Produit à l'arrache, chanteur proche du délabrement, Zombie Birdhouse atout du disque mal ficelé. Toutefois comme indiqué en préambule, il ne manque pas de charme. Au contraire. Dans le sillage de certaines formations post-punk, l'iguane joue les équilibristes avec plus ou moins de réussites. Qu'importe. Mélange des genres semi-audacieux semi-foutraque, le résultat est finalement à l'image de l'Iggy Pop de ces années-ci. Entre poussées rock évidentes Run Like a Villain (1), Eat or Be Eaten et perles hypnotiques que sont Life of Work et Watching the News, l'album dévoile surtout un chanteur proche de la rupture. Chant approximatif laissant présager tout autant la consommation de substances toxiques, qu'un état mental ébranlé, à moins qu'il s'agisse d'une posture auto-caricaturale à l'image du quasi tordant The Ballad of Cookie McBride, rarement l'ancien Stooges n'aura autant paru aussi poignant ou largué (Angry Hills, Ordinary Bummer). Témoignage sonore de ses années de dérive, Zombie Birdhouse nage ainsi entre deux eaux, entre sobriété grave (Platonic) et délires alcooliques (le PILien Street Crazies). A chacun de décider s'il veut ou pas s'infliger cet essai cathartique en roue libre.

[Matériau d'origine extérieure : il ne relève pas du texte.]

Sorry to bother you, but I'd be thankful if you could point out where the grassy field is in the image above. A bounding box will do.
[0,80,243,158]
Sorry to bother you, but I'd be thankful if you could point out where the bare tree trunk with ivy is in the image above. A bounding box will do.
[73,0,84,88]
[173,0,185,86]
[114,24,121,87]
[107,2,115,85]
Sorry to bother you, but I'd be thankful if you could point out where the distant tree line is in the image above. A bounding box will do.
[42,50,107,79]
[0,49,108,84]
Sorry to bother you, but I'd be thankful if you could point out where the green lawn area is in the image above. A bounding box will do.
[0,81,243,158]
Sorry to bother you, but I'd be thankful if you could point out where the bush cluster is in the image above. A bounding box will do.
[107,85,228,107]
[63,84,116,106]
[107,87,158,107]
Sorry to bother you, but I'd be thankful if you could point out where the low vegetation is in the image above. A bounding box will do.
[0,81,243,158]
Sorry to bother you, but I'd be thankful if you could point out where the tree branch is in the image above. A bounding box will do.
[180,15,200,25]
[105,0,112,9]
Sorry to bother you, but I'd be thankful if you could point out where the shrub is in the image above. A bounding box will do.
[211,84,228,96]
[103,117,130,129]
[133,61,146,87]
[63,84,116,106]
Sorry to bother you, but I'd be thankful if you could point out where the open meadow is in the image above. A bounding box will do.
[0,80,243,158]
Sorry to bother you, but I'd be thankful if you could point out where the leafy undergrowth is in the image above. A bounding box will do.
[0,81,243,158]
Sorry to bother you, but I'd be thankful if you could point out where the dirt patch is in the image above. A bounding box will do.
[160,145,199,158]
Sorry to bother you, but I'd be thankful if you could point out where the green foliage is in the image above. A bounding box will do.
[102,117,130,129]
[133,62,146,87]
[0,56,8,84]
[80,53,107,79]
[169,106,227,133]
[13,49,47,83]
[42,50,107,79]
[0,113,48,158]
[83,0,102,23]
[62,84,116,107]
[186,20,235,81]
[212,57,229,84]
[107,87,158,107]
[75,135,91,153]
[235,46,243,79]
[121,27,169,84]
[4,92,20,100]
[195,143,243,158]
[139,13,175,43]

Zombie Birdhouse est en résumé le genre d'album qui vous garantit une aura culte une voire deux décennies plus tard, mais qui le moment présent, vous plombe davantage et vous laisse encore un peu plus sur le bas côté... en attendant une assurance vie prénommée David Bowie.
Titres :
01. Run Like a Villain / 02. The Villagers / 03. Angry Hills / 04. Life of Work / 05. The Ballad of Cookie McBride / 06. Ordinary Bummer / 07. Eat or Be Eaten / 08. Bulldozer / 09. Platonic / 10. The Horse Song / 11. Watching the News / 12. Street Crazies / 13. Pain & Suffering [Bonus]
(1) Seule chanson échappée de l'album présente dans le dernier best of d'Iggy : A Million in Prizes : The Anthology.